The name the Justice Department will release stems from a four-page summary from a 2012 FBI investigation into three people who allegedly helped two of the Southern California hijackers find a place to live as well as provided financial assistance and helped obtain flight lessons and driver's licenses.
The names of the other two men, Fahad al-Thumair and Omar Ahmed al-Bayoumi, had already been released and have been connected to the government of Saudi Arabia in earlier reports.
Families of 9/11 victims have sought the release of the third name as part of a lawsuit against Saudi Arabia over allegations of the country's involvement in the attacks.

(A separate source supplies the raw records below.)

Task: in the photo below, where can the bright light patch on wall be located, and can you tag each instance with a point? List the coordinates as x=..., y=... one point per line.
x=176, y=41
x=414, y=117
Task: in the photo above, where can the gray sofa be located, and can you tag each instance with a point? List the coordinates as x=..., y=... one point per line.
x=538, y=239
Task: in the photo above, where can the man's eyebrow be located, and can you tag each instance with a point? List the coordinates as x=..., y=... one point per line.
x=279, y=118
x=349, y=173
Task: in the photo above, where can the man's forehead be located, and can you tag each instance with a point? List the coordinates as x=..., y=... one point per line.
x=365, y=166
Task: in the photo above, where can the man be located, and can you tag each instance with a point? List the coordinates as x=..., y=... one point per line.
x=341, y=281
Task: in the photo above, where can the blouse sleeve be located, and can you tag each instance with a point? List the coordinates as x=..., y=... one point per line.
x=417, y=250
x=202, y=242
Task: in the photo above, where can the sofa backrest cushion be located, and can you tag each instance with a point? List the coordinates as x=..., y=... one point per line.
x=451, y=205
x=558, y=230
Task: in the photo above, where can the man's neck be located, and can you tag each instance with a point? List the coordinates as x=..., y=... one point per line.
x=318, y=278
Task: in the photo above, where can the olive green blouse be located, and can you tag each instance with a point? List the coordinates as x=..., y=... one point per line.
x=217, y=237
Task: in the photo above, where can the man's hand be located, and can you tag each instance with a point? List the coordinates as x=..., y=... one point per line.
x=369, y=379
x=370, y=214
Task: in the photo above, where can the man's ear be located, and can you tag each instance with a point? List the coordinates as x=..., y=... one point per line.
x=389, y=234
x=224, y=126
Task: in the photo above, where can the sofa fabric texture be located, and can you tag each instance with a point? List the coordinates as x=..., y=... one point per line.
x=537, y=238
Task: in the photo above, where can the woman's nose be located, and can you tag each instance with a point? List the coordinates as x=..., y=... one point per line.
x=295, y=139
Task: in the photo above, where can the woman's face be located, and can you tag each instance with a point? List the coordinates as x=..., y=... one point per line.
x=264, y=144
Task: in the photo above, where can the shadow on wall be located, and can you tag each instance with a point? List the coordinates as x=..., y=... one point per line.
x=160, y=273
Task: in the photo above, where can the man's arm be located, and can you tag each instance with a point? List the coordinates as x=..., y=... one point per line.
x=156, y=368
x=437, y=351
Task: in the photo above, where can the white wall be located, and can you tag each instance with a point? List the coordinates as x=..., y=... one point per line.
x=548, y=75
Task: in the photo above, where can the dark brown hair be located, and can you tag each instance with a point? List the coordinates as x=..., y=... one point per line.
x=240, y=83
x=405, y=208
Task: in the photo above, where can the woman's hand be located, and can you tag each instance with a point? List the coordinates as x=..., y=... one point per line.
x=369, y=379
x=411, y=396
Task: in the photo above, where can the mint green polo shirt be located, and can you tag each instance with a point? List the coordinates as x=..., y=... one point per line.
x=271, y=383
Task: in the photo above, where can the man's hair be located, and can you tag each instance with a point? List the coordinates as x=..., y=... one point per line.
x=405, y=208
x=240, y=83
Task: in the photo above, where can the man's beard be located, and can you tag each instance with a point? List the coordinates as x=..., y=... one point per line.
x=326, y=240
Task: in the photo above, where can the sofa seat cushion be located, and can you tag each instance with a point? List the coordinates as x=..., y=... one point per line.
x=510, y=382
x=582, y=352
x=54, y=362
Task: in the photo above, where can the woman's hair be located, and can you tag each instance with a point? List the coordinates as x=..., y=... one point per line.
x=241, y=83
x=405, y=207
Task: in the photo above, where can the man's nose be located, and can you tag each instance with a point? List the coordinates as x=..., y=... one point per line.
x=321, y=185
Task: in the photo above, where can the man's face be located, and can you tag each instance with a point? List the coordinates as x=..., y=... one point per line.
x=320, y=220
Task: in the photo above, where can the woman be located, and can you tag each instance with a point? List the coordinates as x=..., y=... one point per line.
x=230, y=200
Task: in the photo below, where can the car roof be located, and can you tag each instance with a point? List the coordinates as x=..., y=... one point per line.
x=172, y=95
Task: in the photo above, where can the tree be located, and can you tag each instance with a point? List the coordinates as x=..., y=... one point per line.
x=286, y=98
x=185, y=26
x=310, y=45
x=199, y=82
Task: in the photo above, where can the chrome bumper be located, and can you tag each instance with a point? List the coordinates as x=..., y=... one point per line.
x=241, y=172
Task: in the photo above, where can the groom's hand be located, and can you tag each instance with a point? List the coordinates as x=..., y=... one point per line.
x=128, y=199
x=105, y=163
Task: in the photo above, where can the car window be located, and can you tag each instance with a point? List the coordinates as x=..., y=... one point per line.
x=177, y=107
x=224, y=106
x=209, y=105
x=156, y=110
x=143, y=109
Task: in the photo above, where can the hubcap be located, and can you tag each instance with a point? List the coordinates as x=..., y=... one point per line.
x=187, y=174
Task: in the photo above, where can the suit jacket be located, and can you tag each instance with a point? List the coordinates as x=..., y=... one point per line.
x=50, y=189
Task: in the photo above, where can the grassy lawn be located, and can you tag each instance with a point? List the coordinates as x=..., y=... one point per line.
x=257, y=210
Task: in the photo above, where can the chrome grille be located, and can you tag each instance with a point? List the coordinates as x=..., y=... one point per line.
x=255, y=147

The name will be disclosed to lawyers for the plaintiffs but they will be prevented from releasing the name to the public.
The FBI described the name as "the primary piece of information that the plaintiffs in the 9/11 litigation have been seeking."
By choosing to declassify the name, the Justice Department declined to call upon the "state secrets" privilege, which allows the government to refuse to release information in lawsuits it deems could undermine national security.
Terry Strada, chair of the 9/11 Families and Survivors United For Justice Against Terrorism, described the decision as a good result.
"The families are dedicated to getting to the truth and we shouldn't have to beg for this sort of basic information or be kept in the dark about the Saudi role in the attacks," Strada said.